Hacker News new | ask | show | jobs
by purpleturtle22 1029 days ago
Can someone ELI5 the difference between using AWS availability zone affinity and then simply dropping the downed AZ at the top most routing point?

Wouldn't that be the same thing, with the obvious caveat you are t using the routing technology Slack is using (We don't - We use vanilla AWS offerings)

5 comments

They decided to use every routing tool available at least once in their setup, so they can't do this. But there is no explanation in the blog about why they use so many platforms and so many routing tools. Sounds to me like they got themselves into a mess and decided to continue on that path.
Somewhere, an engineering “leader” is going to point to this blog post and then say, “Well, that’s how Slack did it!” and promptly copy this overwrought system
I’m not sure if you’re being serious, but in any case; This will happen, as it always does, inevitably.
Warning statement becomes the howto guide.
Cells are not about guarding against AZ failure, but about partitioning the production infra to protect against bad deploys and configuration changes.
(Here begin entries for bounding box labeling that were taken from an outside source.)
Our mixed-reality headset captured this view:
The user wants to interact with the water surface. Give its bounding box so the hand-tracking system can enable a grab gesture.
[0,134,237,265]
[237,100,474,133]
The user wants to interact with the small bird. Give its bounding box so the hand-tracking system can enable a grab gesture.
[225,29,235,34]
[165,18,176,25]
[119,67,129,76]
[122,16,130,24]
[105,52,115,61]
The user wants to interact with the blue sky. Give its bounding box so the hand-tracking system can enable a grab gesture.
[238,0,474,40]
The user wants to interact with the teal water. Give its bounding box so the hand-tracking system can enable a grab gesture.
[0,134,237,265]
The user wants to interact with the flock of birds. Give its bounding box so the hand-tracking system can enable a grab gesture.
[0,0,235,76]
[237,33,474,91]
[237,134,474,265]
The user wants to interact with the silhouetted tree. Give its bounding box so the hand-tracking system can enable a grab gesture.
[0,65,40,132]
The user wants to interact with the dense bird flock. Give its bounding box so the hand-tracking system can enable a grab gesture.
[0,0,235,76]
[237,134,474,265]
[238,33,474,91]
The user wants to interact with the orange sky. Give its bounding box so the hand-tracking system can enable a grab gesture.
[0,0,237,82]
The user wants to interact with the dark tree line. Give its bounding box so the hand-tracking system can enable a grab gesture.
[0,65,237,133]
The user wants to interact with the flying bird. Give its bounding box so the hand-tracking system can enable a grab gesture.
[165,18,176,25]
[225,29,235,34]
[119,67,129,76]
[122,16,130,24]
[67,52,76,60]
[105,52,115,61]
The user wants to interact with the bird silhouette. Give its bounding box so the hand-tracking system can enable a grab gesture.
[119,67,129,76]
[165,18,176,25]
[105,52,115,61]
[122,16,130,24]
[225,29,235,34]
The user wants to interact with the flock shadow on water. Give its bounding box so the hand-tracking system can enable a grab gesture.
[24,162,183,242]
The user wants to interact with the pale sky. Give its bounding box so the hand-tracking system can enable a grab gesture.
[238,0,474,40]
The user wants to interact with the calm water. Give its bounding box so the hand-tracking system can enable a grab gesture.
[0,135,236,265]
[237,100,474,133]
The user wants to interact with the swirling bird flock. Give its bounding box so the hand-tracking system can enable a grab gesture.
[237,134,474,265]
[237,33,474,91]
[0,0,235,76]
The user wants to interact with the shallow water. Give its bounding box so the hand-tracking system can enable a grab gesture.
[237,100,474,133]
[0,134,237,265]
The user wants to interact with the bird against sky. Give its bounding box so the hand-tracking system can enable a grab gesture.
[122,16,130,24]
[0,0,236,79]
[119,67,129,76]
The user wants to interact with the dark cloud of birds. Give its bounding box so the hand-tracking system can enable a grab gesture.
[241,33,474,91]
Every AZ is split into many different cells.
So, guarding against human errors / process failures, and not hardware failures?
Isn’t that exactly what they are doing? Keeping requests within an AZ and instead of using DNS at the first hop into AZ, they use envoy to control traffic shaping and making that initial decision if traffic needs to be routed away.
You're doing it right.
Isn’t that exactly what they are doing? Keeping requests within an AZ and using global DNS at the first hop into AZ.